Numbered cases: covered directly, because the regex matches a digit block (\s*\d*). #Case 1 and #Case 17 are both valid; the digit is captured as part of the name and stripped. Nested cases: not a concept in Assrt. There is no describe block. If you want grouping, use filesystem folders, e.g. tests/auth/signup.md and tests/auth/signin.md. Parameterized scenarios: covered by the Test Variables feature, which interpolates {{email}} and similar placeholders into the plan text before the agent reads it. The plan remains a single Markdown file; variables travel alongside it as a separate JSON object. The absence of a test-runner tree is a feature, not a gap.
How does Assrt's runtime cost compare to Playwright or Cypress for an equivalent test?
Slower per run, much lower per maintenance. A scripted Playwright test that takes 3 seconds might take 15 to 40 seconds in Assrt, because each plan step is an LLM tool-calling round trip. The default model is claude-haiku-4-5-20251001, which is cheap per call but not free. The trade is that when the signup button moves from the header to a drawer, a scripted test breaks and needs a selector update, while the Assrt plan ('Click Get started') keeps passing because the agent reads the accessibility tree at runtime. For a long-lived regression suite where selectors drift, that trade is usually worth it. For a tight inner dev loop where you rerun the same click 100 times in an hour, scripted Playwright is still faster and cheaper.

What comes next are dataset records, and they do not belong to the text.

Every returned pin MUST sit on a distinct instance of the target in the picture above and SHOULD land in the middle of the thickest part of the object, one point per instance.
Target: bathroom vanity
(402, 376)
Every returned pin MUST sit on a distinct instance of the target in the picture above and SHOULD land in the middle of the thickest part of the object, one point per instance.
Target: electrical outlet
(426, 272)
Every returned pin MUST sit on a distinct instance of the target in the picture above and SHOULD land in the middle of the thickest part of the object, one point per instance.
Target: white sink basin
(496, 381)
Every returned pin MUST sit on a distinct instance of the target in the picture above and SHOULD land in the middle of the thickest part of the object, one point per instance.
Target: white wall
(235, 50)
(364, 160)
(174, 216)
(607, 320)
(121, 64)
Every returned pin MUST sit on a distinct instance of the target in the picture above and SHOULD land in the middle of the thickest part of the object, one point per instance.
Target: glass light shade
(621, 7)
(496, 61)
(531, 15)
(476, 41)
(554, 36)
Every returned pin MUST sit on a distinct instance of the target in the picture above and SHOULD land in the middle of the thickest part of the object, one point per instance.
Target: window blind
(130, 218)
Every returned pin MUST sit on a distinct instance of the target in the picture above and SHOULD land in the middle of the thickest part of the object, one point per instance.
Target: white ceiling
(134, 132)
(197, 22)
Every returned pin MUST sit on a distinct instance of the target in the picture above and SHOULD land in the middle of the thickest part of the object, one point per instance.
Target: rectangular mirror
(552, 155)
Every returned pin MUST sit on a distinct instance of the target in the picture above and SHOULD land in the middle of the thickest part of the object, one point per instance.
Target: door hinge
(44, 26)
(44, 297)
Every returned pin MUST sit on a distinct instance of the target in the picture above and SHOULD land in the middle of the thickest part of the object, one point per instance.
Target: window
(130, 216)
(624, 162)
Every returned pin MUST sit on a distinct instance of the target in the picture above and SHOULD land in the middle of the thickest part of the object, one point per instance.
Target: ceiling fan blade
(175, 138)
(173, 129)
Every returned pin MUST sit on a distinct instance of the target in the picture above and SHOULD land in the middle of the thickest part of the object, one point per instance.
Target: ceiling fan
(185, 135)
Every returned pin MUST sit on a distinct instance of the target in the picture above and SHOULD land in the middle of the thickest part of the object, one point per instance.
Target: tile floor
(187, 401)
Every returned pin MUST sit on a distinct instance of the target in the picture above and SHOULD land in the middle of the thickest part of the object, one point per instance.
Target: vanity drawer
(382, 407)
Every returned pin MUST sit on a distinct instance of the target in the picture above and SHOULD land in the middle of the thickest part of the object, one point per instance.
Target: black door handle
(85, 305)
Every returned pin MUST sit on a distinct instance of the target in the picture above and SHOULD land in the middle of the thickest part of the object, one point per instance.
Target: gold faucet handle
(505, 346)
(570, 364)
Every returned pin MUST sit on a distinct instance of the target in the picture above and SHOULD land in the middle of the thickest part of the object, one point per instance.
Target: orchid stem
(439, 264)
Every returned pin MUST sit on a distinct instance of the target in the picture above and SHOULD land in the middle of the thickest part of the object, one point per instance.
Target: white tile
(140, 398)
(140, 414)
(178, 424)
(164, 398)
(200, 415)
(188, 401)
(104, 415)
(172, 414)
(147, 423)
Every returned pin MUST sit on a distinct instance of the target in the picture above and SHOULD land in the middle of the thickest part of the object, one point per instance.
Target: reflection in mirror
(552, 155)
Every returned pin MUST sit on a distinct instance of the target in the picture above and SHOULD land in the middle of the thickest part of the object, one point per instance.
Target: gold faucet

Is the comparison fair when only Assrt uses an LLM? That feels like an apples-to-oranges chart.
It is apples-to-oranges if you think the column 'uses an LLM' is the interesting one. It is apples-to-apples if the column you care about is 'does a human read the test file and understand what it tests without knowing the implementation.' Every open source testing tool on the list can answer 'yes' to 'can I write reliable tests with this', so that column does not separate them. The column that does separate them is readability of the artifact. Under that column, Gherkin BDD tools come closest (English-ish Given/When/Then), but they still require a step-definition layer. Assrt sits alone at the end of that axis.